Ce qui a changé le mois dernier "c'est la loi, mais au Texas, elle est secondaire: le plus important reste ce que l'on pense", poursuit-il. "En deuxième seulement vient ce que le gouvernement veut que l'on pense. Donc depuis mai, on se fiche complètement du Covid".

- "Retour à la normale" -

David Foreman, le discret manager de Truck Yard confirme qu’il n’a pas ressenti de baisse d’activité particulière ces derniers mois : "Covid ou pas, quand il fait beau, il y a du monde".

Certains établissements ont reçu des menaces sur les réseaux sociaux quand ils ont décidé, comme la loi le leur permet, de ne plus obliger leurs clients à porter un masque.

"Ce ne fut pas notre cas, explique David Foreman.
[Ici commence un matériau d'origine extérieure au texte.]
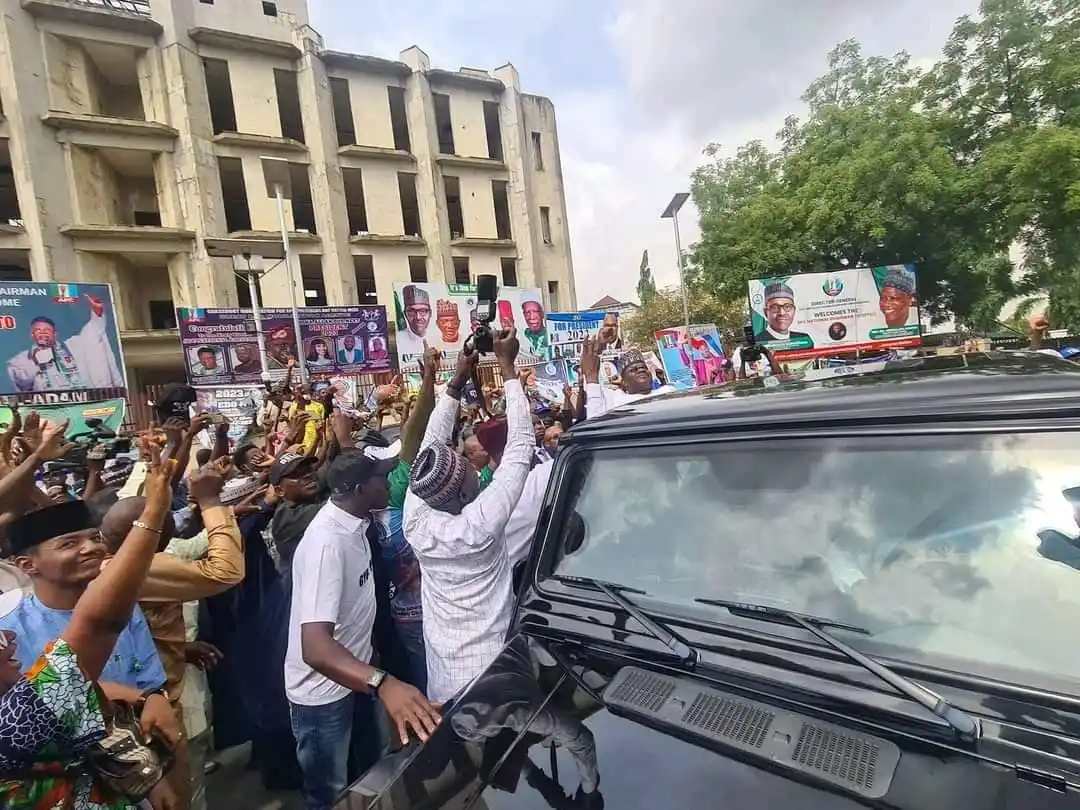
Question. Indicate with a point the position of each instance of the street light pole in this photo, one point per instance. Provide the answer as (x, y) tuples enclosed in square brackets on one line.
[(280, 196), (253, 289), (672, 213)]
Ce sont plutôt les restaurants qui ont connu cela. Ici, la clientèle est beaucoup plus jeune".

Dans une roulotte transformée en scène, Morgan McKay ouvre son étui à guitare sur lequel on lit "Don't mess with Texas Music" ("Ne touchez pas à la musique du Texas). Plus tard, elle chantera entre des portraits peints à la bombe de Johnny Cash et Willie Nelson, les fondateurs de la country outlaw, née dans les années 60 au Texas.

"Cela fait tellement de bien de sortir de chez soi, de sentir un retour à la normale", se réjouit la chanteuse qui, elle, perçoit un véritable changement. "Depuis la fin des restrictions, je suis inondée par les demandes. Mars a été dingue, avril va être fou !".